To explore how that might have happened is an intriguing project and the stated goal of the Getty’s multimedia stew, which had several cooks. Emma Lewis Thomas re-created historic dances. Archlutinist Michael Eagan, the music director of Musica Angelica, reproduced music played in the Hamilton salons with members of his period instrument ensemble. Leon Weibers designed historical costumes. Students from UCLA danced, acted and attitudinized. Narration was prerecorded by actors, including Donald Sinden. One of the exhibition’s curators, Allegra Pesenti, was a consultant.

Yet nothing quite contradicts the spirit and temperament of the grand tourists more than submissively reliving the past. Musicians sat at the back of the stage, where their sounds were acoustically dead, playing dutiful performances of composers who might have come through Hamilton’s Neapolitan household and others whom Catherine liked to play. Fourteen-year-old Mozart and his father rushed on stage at the start of an early sonata for two violins and bass and then froze. There were antique dances to Francesco Durante and Handel. Rachel Avery attempted Emma’s attitudinizing. Slides were projected.

Bland music by Williams’ music teacher, Felice Giardani, accompanied scenes from daily life. A copy of Giardini’s Violin Sonata, Opus 7, No. 1, which was inscribed to William Hamilton, was found at UCLA, and so it was performed. Daniel Plaster appeared as Michael Kelly, a tenor who appeared at the salons, singing three arias in studied demeanor. The recordings of actors reciting Hamilton, Goethe, Mozart and others, which introduced the tableaux, were broadcast at twice the volume of song or the string instruments. Eagen’s large archlute was more easily seen than heard.

In all of this, there was little of life then or now. Young performers were idealized figures. The recorded narration, crudely amplified (the Getty’s billions seem to have run out by the time it came to installing a sound system in the theater), as opposed to actors present on stage, bespoke the irresistible urge to appropriate modern technology. However, in contrast to the amplification, music, remaining acoustically “pure,” sounded prissy, flat, far away.
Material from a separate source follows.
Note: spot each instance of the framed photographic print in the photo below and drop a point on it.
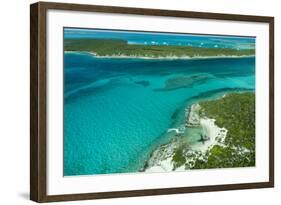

In a question-and-answer session with the audience, Hackett had interesting things to say about how Emma’s poses found their way into theater through the ages, which is something worth exploration. Emma, as seen through the modern era, from celluloid Leigh to Sontag’s “fat lady,” could be an equally intriguing project. UCLA has just purchased Sontag’s papers; perhaps those will provide just the kind of source material needed to take another, richer look at this fascinating subject.